У нас, должен сказать, было много хороших лекторов. Вот, например, в одном из семестров Г. А. Сипайлова частенько замещал Е. В. Кононенко, ставший потом и доктором наук, и профессором. Читал он, откровенно скажу, хорошо – грамотно, гладко, понятно. Но после Г.А. удивительно скучно было его слушать! Сначала я думал, что все дело в эмоциях: Геннадий Антонович – человек ведь куда более эмоциональный, чем Кононенко. Это было видно и невооруженным глазом. Но это было только то, что лежало на поверхности. На самом деле, как я понял позднее, разница была совсем в другом. Разница была в той энергии, биоэнергии, как говорят сегодня экстрасенсы, которую буквально излучал на слушающих наш Геннадий Антонович. Теперь я точно знаю, что для того, чтобы держать студентов в руках два или четыре часа, мне надо перед лекцией сильно сосредоточится. И, боже упаси, не на предмете лекции – его любой лектор знает прекрасно, а на самом себе. Надо собрать в себе столько этой самой биоэнергии, чтобы ее хватило на всю аудиторию и на все время лекции. Мне кажется, что Г. А. Сипайлов такой своеобразной медитацией занимался всегда, перед каждой лекцией. И в этом была причина того, что студенты его обожали. Должен, правда, сказать, что при таком подходе после каждой лекции наваливается усталость, совершенно сумасшедшая, от которой даже говорить не хочется. Может быть, это все мои выдумки, но, насколько знаю, я и сам произвожу на аудиторию примерно такое же впечатление, как Г. А. Сипайлов. Не такое мощное, конечно, но качественно – такое же. Не знаю только, можно ли этому подходу научить других, или это своеобразный дар Божий. Но я, по-моему, именно научился. И научился, вспоминая Г.А.

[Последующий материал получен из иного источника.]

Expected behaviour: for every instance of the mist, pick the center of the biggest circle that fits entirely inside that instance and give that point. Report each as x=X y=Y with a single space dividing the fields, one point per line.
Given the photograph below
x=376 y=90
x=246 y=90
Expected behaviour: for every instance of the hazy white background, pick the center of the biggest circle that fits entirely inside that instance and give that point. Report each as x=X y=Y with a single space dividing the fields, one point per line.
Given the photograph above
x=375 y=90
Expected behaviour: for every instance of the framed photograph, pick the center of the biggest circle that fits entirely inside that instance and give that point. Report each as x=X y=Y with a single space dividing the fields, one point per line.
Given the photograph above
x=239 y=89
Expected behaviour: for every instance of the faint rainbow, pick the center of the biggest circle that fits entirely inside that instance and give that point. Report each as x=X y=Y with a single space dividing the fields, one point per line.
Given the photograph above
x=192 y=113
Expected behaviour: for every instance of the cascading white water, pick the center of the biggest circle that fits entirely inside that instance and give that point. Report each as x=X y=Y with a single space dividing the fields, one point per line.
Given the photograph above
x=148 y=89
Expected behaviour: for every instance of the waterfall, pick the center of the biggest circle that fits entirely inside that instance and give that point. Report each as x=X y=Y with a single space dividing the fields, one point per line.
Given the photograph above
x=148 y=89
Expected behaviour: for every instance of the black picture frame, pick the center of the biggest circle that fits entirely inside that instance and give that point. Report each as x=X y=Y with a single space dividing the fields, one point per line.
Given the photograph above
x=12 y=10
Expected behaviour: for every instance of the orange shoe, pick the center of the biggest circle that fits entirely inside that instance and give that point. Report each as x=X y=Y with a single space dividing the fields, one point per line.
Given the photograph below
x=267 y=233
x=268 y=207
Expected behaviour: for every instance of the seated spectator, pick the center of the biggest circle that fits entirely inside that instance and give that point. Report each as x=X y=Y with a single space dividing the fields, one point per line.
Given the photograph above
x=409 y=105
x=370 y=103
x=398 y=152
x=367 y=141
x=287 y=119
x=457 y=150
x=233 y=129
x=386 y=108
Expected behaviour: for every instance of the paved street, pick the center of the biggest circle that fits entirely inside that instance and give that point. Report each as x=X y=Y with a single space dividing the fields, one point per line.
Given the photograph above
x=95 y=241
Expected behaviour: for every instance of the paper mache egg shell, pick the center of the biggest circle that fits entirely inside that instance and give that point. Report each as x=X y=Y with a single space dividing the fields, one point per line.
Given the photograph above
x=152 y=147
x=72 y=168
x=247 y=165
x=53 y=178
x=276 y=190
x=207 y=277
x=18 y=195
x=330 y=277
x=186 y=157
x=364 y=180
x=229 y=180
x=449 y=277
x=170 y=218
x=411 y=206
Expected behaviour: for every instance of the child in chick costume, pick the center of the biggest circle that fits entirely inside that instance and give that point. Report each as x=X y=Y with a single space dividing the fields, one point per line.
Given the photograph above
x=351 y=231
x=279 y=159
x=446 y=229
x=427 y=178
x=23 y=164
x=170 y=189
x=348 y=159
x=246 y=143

А еще я каждый год на первой лекции говорю своим студентам примерно следующее: вам, ребята, говорю я, немножко не повезло – лекции вам будет читать заведующий кафедрой, а у него много всяких разных дел, поэтому я буду иногда опаздывать. Вы должны сидеть и тихо ждать – я обязательно буду, насколько бы ни опоздал. А дальше, в качестве примера, рассказываю историю о том, как опаздывал на наши лекции Геннадий Антонович. Было это, по-моему, в 60-м, когда он читал нам курс проектирования. В ту пору, если я правильно помню, он проводил какие-то наладочные работы в НИИ ЯФ на синхротроне «Сириус», магнитную систему которого он сам и проектировал. И по этой, как я понимаю, причине опаздывал на каждую лекцию на несколько минут. Мы из окон 10-го корпуса, где проходили занятия, хорошо видели, как наш Г.А. торопится к нам. И никогда не уходили, потому что знали – он обязательно будет. А потом я обычно добавляю несколько слов о том, кто такой Г. А. Сипайлов, как он читал нам лекции и чем он знаменит. Пробрасываю таким образом связь времен, чтобы молодые знали, на каких людей опирается их курс.

Вот, если коротко, кое-какие мелочи о Г. А. Мы с ним, понятное дело, люди разных поколений, и личного общения у нас было немного, хотя мы и были позднее соседями по лестничной клетке. Даже перед его знаменитым рабочим столом на кафедре я стоял, по-моему, всего однажды – когда проходил «входной» контроль перед защитой дипломного проекта. Стол, помнится, был необъятных размеров, и на нем легко размещались все мои чертежи, но знаменит он был вовсе не этим, а тем, что в его необъятные внутренности Г.А. без видимого порядка бросал всякие запросы из многочисленных вышестоящих институтских инстанций. По свидетельству очевидцев, когда приходило время на них отвечать, Г.А. со словами «Материя не исчезает!» приступал к длительному поиску нужной бумажки, хранящейся где-то в недрах стола. Все это, конечно, мелочи, тут важно другое: что-то от Геннадия Антоновича перешло в меня, а через меня – в моих студентов. Это уже немало, по-моему.


Олег Борисович Толпыго

Олег Борисович Толпыго заведовал кафедрой теоретических основ электротехники и читал нам лекции по ТОЭ. Мы сдавали ему два экзамена и дифзачет, и все три сдачи для меня памятны. Каждая по-своему. О существовании Толпыго мы, я в том числе, узнавали в общаге еще до того, как попадали на его занятия, – каждый электрик знал, что впереди у него будет такой страшный курс – ТОЭ. А сдавать его придется О. Толпыго – буквально «зверю» в человеческом облике, которого на кривой козе не объедешь. Но зато, если сдашь ему экзамены, то можешь считать себя инженером на 100%! Действительность оказалась куда интересней.